Se companhias do porte da Embraer e da Votorantim integram outras empresas à sua linha de produção, as pequenas e as médias também podem se beneficiar com alianças de cooperação. “Para se manter vivo no mercado, muitas vezes é preciso dormir com o inimigo”, diz a professora da Fundação Dom Cabral Rosiléia Milagres, especialista em redes de empresas. Com parcerias, as empresas adquirem maior capacidade de pesquisa, trocam informações técnicas, ganham escala na logística e aumentam o poder de compra.

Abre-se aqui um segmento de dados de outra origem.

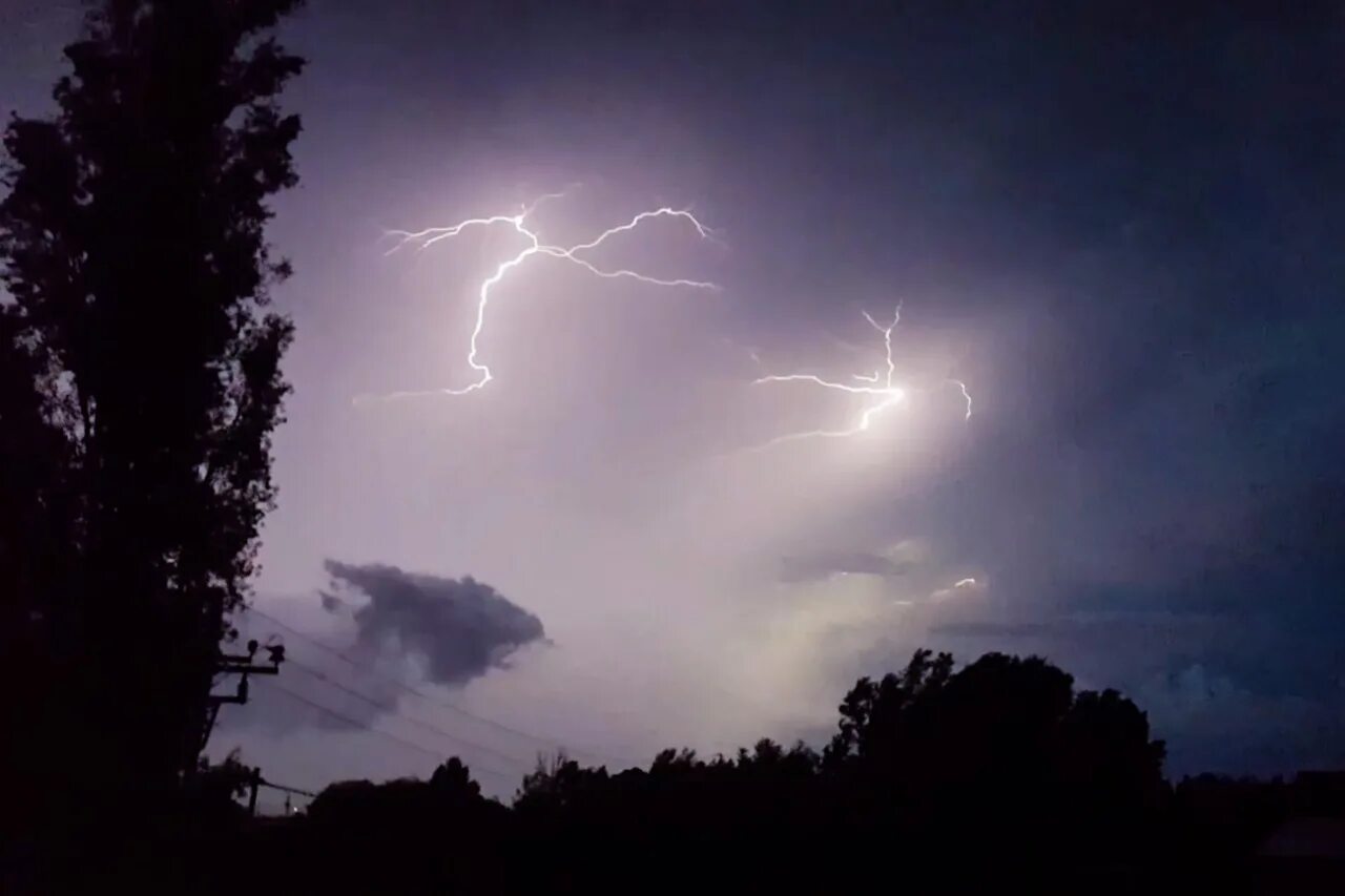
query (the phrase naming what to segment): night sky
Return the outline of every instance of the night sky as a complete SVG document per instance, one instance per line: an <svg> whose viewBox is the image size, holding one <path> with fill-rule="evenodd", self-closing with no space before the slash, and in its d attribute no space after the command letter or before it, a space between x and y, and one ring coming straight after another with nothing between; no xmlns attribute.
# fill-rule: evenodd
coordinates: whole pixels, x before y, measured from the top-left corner
<svg viewBox="0 0 1345 896"><path fill-rule="evenodd" d="M42 112L78 12L3 8L0 101ZM300 786L461 752L503 794L557 744L818 743L929 646L1124 690L1170 775L1345 761L1340 4L312 0L284 38L256 605L355 662L252 618L296 665L214 752ZM569 245L691 210L712 239L648 221L593 261L721 289L531 258L486 389L356 402L471 382L525 246L385 231L558 190L530 223ZM753 451L854 424L753 381L858 382L898 303L908 400Z"/></svg>

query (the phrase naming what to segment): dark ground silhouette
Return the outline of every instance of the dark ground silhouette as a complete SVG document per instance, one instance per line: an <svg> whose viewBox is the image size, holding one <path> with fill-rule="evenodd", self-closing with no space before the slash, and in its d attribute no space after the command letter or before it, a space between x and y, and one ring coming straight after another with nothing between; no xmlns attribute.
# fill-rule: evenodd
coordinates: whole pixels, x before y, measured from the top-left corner
<svg viewBox="0 0 1345 896"><path fill-rule="evenodd" d="M196 761L274 496L292 331L265 309L289 272L265 225L296 182L277 96L301 61L268 35L296 5L105 0L56 116L5 129L0 889L1276 892L1286 868L1338 874L1255 854L1284 822L1345 815L1340 778L1174 788L1132 702L1001 654L920 651L861 679L820 752L555 756L511 806L448 759L250 815L253 771Z"/></svg>
<svg viewBox="0 0 1345 896"><path fill-rule="evenodd" d="M900 673L859 679L839 710L820 752L761 740L732 756L666 749L621 771L539 759L510 806L482 796L453 757L429 780L339 782L304 814L253 818L238 799L249 772L226 764L198 779L172 849L147 841L128 872L277 893L1271 893L1345 881L1338 860L1263 854L1295 819L1345 825L1345 775L1173 787L1143 712L1116 692L1075 693L1040 658L956 669L919 651Z"/></svg>

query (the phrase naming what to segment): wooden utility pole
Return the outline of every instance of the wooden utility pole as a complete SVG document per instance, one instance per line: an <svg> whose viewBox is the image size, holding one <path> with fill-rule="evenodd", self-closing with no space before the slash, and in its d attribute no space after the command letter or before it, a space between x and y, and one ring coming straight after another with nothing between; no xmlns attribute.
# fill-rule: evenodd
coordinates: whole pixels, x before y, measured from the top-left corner
<svg viewBox="0 0 1345 896"><path fill-rule="evenodd" d="M204 731L200 733L200 744L196 749L198 756L206 752L206 744L210 741L210 732L215 729L215 718L219 716L219 708L225 704L242 705L247 702L247 677L280 674L280 665L285 662L285 646L273 644L266 647L266 652L269 654L269 662L266 665L258 665L256 662L258 647L260 644L254 638L247 642L246 654L219 654L219 659L215 662L215 674L238 675L238 686L234 689L233 694L210 694L206 725ZM253 786L253 799L256 799L256 796L257 787Z"/></svg>

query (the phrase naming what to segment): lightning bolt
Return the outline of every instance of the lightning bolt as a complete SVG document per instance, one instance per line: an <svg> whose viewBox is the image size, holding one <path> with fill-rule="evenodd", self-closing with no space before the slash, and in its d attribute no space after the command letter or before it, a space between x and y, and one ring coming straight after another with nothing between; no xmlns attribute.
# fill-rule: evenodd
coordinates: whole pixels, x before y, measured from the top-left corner
<svg viewBox="0 0 1345 896"><path fill-rule="evenodd" d="M541 234L529 225L529 218L543 202L551 199L560 199L564 192L551 192L535 199L531 204L523 206L522 211L514 215L490 215L486 218L468 218L460 221L455 225L447 227L426 227L425 230L387 230L385 237L395 239L395 244L389 249L385 256L390 256L401 249L414 248L417 250L425 250L430 246L443 242L445 239L452 239L453 237L461 234L464 230L472 227L487 227L503 225L512 229L526 241L523 249L518 254L506 258L495 268L495 273L482 281L482 285L476 291L476 323L472 327L472 336L468 342L467 348L467 365L476 373L476 379L468 385L459 389L426 389L418 391L394 391L382 396L383 400L395 398L420 398L425 396L465 396L468 393L484 389L490 383L495 374L491 373L488 365L480 361L480 339L486 330L486 311L491 301L492 289L504 280L504 277L519 265L526 262L534 256L543 256L549 258L560 258L561 261L568 261L570 264L584 268L589 273L603 277L607 280L638 280L639 283L650 284L654 287L687 287L691 289L718 289L720 287L713 283L703 280L689 280L683 277L666 280L662 277L651 277L648 274L639 273L636 270L629 270L627 268L600 268L592 261L582 258L581 253L597 249L604 242L612 237L623 233L635 230L646 221L652 221L655 218L672 218L677 221L683 221L691 225L697 235L702 239L714 239L713 231L702 225L695 215L693 215L686 209L672 209L664 206L662 209L654 209L650 211L642 211L625 223L617 225L615 227L608 227L597 237L589 239L588 242L580 242L572 246L558 246L554 244L543 242Z"/></svg>
<svg viewBox="0 0 1345 896"><path fill-rule="evenodd" d="M814 386L822 386L823 389L831 389L834 391L842 391L851 396L866 396L868 402L865 409L859 413L851 426L846 429L810 429L807 432L795 432L784 436L777 436L764 445L759 447L759 451L779 445L787 441L798 441L800 439L849 439L850 436L858 436L873 425L873 421L878 414L884 413L889 408L894 408L907 401L909 396L909 389L894 382L897 366L892 361L892 332L897 328L901 322L901 305L892 312L890 323L878 323L869 315L868 311L862 312L863 319L870 327L882 334L882 348L885 358L885 367L874 370L872 374L851 374L850 378L854 382L837 382L833 379L824 379L816 374L783 374L772 377L760 377L753 381L752 385L773 383L773 382L806 382ZM950 379L948 382L955 383L962 391L962 397L967 404L967 413L964 420L971 420L971 394L967 391L967 385L960 379ZM854 385L863 383L863 385Z"/></svg>

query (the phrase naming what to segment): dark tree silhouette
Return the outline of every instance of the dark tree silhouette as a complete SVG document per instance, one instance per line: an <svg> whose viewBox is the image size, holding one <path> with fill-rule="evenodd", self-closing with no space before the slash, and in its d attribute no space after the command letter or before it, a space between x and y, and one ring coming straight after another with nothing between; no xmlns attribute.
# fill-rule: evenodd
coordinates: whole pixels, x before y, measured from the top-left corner
<svg viewBox="0 0 1345 896"><path fill-rule="evenodd" d="M274 494L292 328L265 311L289 269L264 230L296 182L276 97L301 61L268 32L297 3L106 0L55 117L4 133L4 681L47 805L144 806L195 766Z"/></svg>

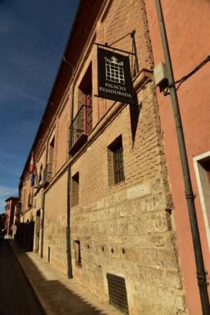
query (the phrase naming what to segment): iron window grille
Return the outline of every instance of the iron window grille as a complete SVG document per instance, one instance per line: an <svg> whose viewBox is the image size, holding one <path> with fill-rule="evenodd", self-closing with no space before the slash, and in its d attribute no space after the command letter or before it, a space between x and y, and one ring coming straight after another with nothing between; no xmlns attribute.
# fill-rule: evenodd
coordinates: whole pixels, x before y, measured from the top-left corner
<svg viewBox="0 0 210 315"><path fill-rule="evenodd" d="M108 147L110 184L117 184L125 180L123 149L120 136Z"/></svg>
<svg viewBox="0 0 210 315"><path fill-rule="evenodd" d="M43 187L46 187L52 179L52 165L51 163L47 164L43 172Z"/></svg>
<svg viewBox="0 0 210 315"><path fill-rule="evenodd" d="M83 105L74 118L69 127L70 154L74 154L87 140L87 135L92 128L92 106Z"/></svg>
<svg viewBox="0 0 210 315"><path fill-rule="evenodd" d="M107 273L110 304L129 315L125 278L115 274Z"/></svg>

A necessidade de firmar parcerias não se restringe unicamente a ligar-se aos concorrentes. Pode ser também um entendimento maior entre os diversos elos de uma cadeia. As pequenas e as médias empresas têm mais flexibilidade nos processos e maior capacidade de inovação – uma ótima seara de novas soluções para as grandes empresas, que podem delegar as tarefas e, assim, reduzir custos e dedicar-se a suas atividades-fim. É uma bela oportunidade para os pequenos de acessar o repertório de conhecimento das grandes empresas, conquistar novos mercados e assinar contratos generosos.

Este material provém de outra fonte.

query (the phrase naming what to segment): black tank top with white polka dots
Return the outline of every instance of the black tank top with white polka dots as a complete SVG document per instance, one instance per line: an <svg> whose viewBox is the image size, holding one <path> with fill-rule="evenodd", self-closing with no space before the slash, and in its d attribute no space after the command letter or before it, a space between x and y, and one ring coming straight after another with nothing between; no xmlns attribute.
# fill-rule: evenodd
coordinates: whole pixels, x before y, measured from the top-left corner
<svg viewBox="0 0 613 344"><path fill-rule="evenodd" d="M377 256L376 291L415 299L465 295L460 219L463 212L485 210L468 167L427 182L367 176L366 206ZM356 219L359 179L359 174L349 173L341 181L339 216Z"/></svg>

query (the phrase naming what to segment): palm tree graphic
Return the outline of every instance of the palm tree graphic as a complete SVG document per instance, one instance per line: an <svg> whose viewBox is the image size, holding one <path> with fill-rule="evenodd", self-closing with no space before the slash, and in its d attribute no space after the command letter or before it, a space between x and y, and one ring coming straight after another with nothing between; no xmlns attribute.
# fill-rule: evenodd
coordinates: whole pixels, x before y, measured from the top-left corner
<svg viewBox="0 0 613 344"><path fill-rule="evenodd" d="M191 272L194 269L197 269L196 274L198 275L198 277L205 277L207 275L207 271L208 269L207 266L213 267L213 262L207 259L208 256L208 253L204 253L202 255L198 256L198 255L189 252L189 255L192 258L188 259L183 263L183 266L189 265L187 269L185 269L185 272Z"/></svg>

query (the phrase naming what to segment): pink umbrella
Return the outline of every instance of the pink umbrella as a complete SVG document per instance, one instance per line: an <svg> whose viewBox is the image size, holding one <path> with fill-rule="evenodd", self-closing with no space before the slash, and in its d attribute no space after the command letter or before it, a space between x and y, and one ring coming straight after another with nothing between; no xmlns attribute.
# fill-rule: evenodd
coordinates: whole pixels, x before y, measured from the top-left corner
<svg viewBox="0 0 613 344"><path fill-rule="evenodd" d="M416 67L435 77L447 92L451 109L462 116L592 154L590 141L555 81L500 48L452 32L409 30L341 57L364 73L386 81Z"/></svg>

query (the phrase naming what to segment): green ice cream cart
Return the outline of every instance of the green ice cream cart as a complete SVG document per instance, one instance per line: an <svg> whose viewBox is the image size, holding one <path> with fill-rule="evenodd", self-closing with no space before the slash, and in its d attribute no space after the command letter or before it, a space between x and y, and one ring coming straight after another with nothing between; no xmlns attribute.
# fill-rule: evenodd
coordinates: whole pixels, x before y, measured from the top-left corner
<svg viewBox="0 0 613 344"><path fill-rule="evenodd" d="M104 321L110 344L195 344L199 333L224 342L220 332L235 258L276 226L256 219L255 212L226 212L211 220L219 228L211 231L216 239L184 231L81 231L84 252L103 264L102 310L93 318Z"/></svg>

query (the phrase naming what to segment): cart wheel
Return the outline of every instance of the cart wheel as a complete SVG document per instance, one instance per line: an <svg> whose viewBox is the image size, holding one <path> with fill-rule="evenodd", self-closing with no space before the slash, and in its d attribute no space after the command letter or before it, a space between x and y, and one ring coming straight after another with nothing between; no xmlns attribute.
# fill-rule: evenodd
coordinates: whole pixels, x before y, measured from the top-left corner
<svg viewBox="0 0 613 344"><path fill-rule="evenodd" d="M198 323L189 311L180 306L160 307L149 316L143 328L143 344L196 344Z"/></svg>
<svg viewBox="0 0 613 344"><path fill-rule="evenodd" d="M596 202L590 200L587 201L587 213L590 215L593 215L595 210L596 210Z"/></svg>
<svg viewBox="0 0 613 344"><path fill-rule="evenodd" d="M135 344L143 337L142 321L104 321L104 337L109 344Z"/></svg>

Construir uma rede, porém, não significa apenas procurar empresas interessantes e sugerir uma parceria. É preciso haver transparência no compartilhamento do know-how e a certeza de que o conhecimento produzido será coletivo. “Os objetivos não precisam ser idênticos, mas convergentes”, afirma Rosiléia. Isso exige certa abnegação da empresa, que deve priorizar, para os projetos conjuntos, os interesses coletivos em detrimento dos seus próprios. Segundo a professora, de 40% a 70% das redes fracassam. Um estudo da consultoria Pricewaterhouse Coopers indica que a diferença cultural entre parceiros é responsável por 27% do insucesso dessas parcerias, e a incompatibilidade de estratégia, por 25%.
A forma de rede mais comuns nas pequenas empresas são as franquias, mas não são as únicas. Abaixo estão alguns modelos que podem ser tentados pelas pequenas e médias empresas:
Arranjos produtivos locais: são o conjunto de empresas instaladas no mesmo local e que trabalham em cooperação para desenvolver os diversos elos da cadeia. Geralmente estão voltadas para a identidade comercial e industrial da cidade onde estão instaladas. Nesses “clusters”, concorrentes trocam experiências para ganhar corpo e alcançar outros mercados.
Crowdsourcing: para lançar produtos ou serviços, as grandes empresas vão promover uma espécie de competição aberta. Elas vão lançar desafios e tarefas e as pequenas empresas vão competir para proporcionar soluções. Os que tiverem as melhores ideias ganharão prêmios ou a possibilidade de realizar aquela tarefa, formando uma rede com as grandes empresas.